Citizen Diplomacy / Julio Antonio Aleaga Pesant

Cuba Today, El Vedado, Havana, (PD): Bit by bit some of the early activists who were able to cross the sea are returning; they were guests or sponsored by organizations or individuals the “outside world.”

I say some, because you must remember that under their inalienable right, there are friends who took the opportunity to stay “there”, and others, who even asked for political asylum.

In a very short time these compatriots went from being pro-democracy activists in Cuba to being the latest economic migrants to the northern neighbor. The worst thing projects they were responsible are left adrift, or at least without a visible face. I refer specifically to the Voices editorial project, and the Christian Liberation Movement.

These reflections come after an informal meeting in the home of Reinaldo Escobar and Yoani Sanchez, on June 28. There, gathering together, were the regulars of these libertarian meetings. Politicians, artists, independent journalists, bloggers, photographers, students, lawyers, Christian pastors and even the occasional diplomat, gathered around a theme, and interspersed with those who returned and those who did not leave.

That evening there were sympathetic anecdotes, deep thoughts, sharp questions and even the occasional vain folly of the islander who, having crossed the sea, believes that have crossed, like Julius Caesar, the Rubicon. But the important thing is that the meeting clarified, in silence, the inadequacy of leaving the foreign policy of the democratic opposition in the hands of others; and, once again, the lack of institutionalization.

Because a handful of brave people travel outside to tell their truth, is not enough to justify expectations or clearly establish what happened and what is going to happen, nor to establish ties to pressure, on our behalf, the military dictatorship. The so-called citizen diplomacy can’t be exactly this in our specific case. Our travelers, in this case and save exceptions, just competed with Uncle Traveling Matt, the character from Fraggel Rock, with regards to traveling to the outside world.

Unlike Uncle Traveling Matt, an adventurer with his own funds, our citizens went abroad thanks to the gracious decisions of strangers (?), who arranged the agendas of their guests. And even more important, they established the foreign policy agenda of the democratic opposition in Cuba. But also,they established distances and origins difficult to reconcile, in an archipelago marked by misery and deprivation described in Maslow’s pyramid of needs.

The patrons of the journeys highlighted once again the lack of funds among the democratic opposition in Cuba is not a sad page of our reality, but a timid Decalogue of our shame.

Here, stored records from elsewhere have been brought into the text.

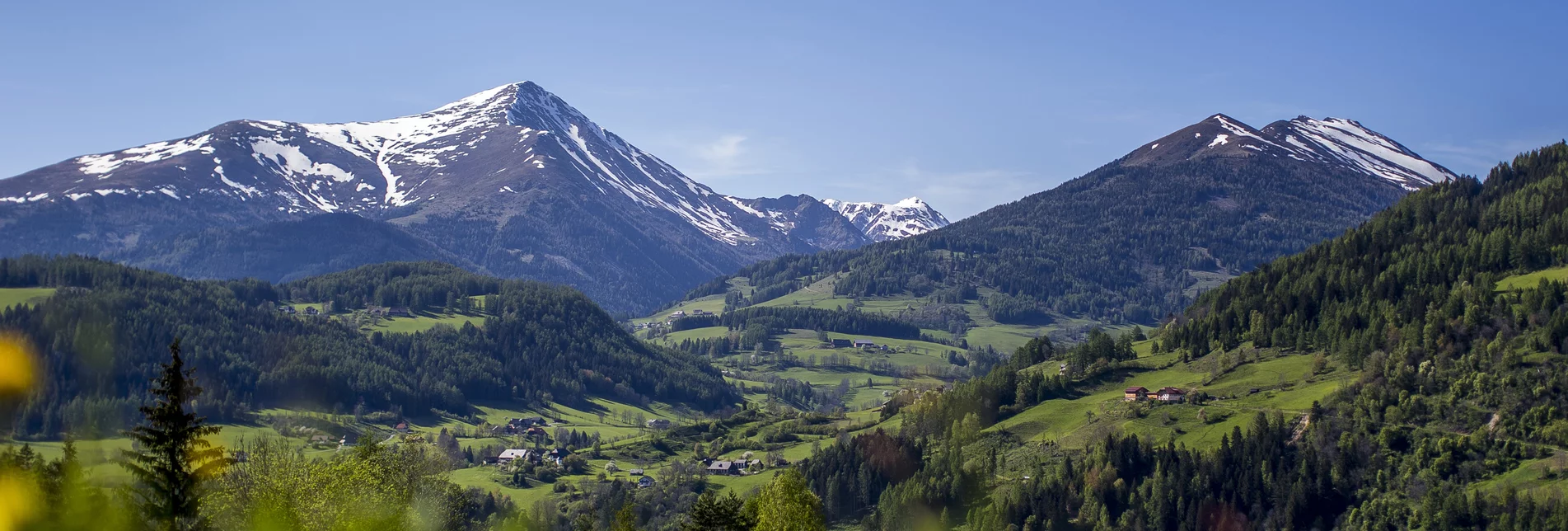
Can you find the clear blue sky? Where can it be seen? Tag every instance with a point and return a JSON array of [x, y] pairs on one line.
[[963, 104]]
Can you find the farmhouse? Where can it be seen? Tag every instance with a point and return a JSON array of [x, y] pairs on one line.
[[512, 454], [1172, 395], [723, 468], [1135, 393]]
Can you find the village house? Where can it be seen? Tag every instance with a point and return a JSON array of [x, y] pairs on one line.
[[1134, 393], [512, 454]]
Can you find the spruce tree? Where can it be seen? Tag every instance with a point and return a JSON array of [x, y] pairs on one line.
[[171, 458], [712, 513]]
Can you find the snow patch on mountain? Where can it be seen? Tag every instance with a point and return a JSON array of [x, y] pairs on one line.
[[888, 222]]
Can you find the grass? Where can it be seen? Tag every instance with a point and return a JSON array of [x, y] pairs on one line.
[[422, 322], [1531, 280], [1281, 382], [24, 296], [1540, 478], [711, 303]]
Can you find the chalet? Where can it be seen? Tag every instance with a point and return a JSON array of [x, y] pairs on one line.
[[512, 454], [723, 468], [1134, 393]]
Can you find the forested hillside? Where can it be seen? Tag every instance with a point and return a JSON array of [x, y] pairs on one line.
[[107, 327], [1458, 383]]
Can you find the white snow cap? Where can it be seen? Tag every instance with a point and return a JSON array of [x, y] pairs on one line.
[[888, 222]]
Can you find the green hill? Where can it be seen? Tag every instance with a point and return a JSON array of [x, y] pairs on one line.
[[107, 326]]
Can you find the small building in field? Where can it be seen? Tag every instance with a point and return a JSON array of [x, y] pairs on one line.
[[723, 468]]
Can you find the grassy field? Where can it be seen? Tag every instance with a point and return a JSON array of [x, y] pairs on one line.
[[1531, 280], [24, 296], [422, 322], [711, 303], [1542, 478]]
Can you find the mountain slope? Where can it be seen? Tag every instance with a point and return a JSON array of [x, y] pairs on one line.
[[510, 181], [1134, 239]]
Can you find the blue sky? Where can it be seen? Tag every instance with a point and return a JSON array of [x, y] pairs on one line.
[[963, 104]]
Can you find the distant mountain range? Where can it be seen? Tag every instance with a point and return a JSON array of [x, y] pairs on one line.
[[1137, 237], [510, 181]]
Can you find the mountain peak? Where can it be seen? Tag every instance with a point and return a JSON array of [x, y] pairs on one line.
[[1338, 142], [888, 222]]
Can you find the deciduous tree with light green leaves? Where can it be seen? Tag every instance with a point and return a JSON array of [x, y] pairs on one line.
[[788, 505]]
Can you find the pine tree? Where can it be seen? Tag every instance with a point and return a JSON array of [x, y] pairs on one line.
[[625, 519], [712, 513], [173, 458]]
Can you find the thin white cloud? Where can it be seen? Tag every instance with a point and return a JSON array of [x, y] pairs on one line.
[[727, 156]]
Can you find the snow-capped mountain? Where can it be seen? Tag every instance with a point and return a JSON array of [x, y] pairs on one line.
[[1332, 142], [512, 181], [888, 222]]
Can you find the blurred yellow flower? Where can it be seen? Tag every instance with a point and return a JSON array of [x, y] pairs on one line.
[[17, 501], [16, 364]]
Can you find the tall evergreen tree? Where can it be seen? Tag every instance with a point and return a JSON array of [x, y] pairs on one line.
[[173, 458], [712, 513]]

Among the unpardonable gaps among the dazzles is that most don’t offer a logical and visible strategy of how, after their return, they will open new doors in those countries for our transition. Leaving behind some pitiful complaints to take steps to work together: what we need to construct a true citizen diplomacy.

Off-the-cuff pronouncements, misplaced speeches, nonsense in front of the international press, ministers and politicians of the first level in foreign scenes, are anecdotes that those present ignored in favor of the harmony of the meetings, but they hang like a Sword of Damocles, over the consciences of those present. This also was a part of the tours of our illustrious friends and if we want to learn we can’t overlook our mistakes.

The closest thing we could do to realize a diplomatic alternative to the military dictatorship would be to use “paradiplomacy,” a neologism that reminds us that the actors of civil society also take the reins of international relations. This private phenomenon of postmodernism, where non-state actors play an increasingly significant role, must be our path. But to get there, first we have to strengthen our pro-democratic institutions.